The news release also says that colleges will serve social equity candidates as defined under regulations by the Office of Cannabis Management (OCM). Additionally, institutions that receive the funds will need to work with local marijuana businesses in their communities to help inform their individual cannabis curricula.

“As we work to get our cannabis industry up and running in New York State, we must ensure that we have a properly trained workforce and a pathway for employment opportunities,” Lt. Gov. Antonio Delgado (D) said. “This funding will ensure that SUNY and CUNY can create new or enhance existing programs that target employment within the cannabis industry.”

Through the initiative, OCM and the state Department of Labor (DOL) will be tasked with connecting job seekers and businesses to the community college training programs. After people complete the programs, DOL will further assist candidates with completing resumes, job interview preparation and promoting regional career opportunities.

“Legal cannabis in New York means cannabis opportunities for New Yorkers,” OCM Executive Director Chris Alexander said. “It’s wonderful to see community colleges across the SUNY and CUNY systems help their students develop the skills necessary to be players in this burgeoning industry.

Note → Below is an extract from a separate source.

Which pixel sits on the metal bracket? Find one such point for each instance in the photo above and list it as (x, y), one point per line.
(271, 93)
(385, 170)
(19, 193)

This is an excellent step towards helping New York’s cannabis industry grow.”

DOL Commissioner Roberta Reardon added that “by investing in quality accreditation programs on SUNY and CUNY campuses, we are empowering New Yorkers to achieve their career goals.”

“This is a win for cannabis employers and a win for workers looking to move into in-demand careers with untapped potential in New York State,” she said.

The educational investment comes at a critical time, with regulators working expediently to develop and implement rules for the marijuana market, which they plan to launch at the retail level by the year’s end.

Just last week, regulators approved rules that will set the state up to begin accepting cannabis retail applications from people disproportionately impacted by the drug war. Those applications could open up as soon as next month.

The Cannabis Control Board (CCB) also signed off on a mockup of the conditional adult-use retail license application, as well as revised regulations for the state’s medical marijuana program.

In order to qualify for a conditional adult-use marijuana retail license, applicants must have faced a conviction for a cannabis-related offense prior to the enactment of legalization in the state, or have a direct relative with such a conviction, and they must also have experience operating a qualifying business.

These regulations build on CCB’s approvals of numerous conditional cultivator applications, which are being granted to existing hemp businesses in the state. Hochul signed a bill to create the conditional cultivation licenses in February.

Separately, OCM also recently publicized dozens of cease and desist letters that they have sent to businesses accused of illegally selling marijuana as the state prepares to launch its adult-use market.

As it stands, adults 21 and older can possess and publicly consume cannabis, as well as gift marijuana to other adults as long as they aren’t being compensated.

Last month, CCB also approved a series of proposed rules for marijuana packaging, labeling, advertising and testing requirements.

During April’s CCB meeting, regulators also approved revised regulations to allow medical marijuana patients to grow their own plants for personal use following a public comment period on initial rules that were proposed last year.

In general, the rule would allow registered patients and caregivers to grow up to six plants, only three of which could be mature. They could possess up to five pounds of cannabis derived from those plants, which is consistent with the state’s adult-use legalization law.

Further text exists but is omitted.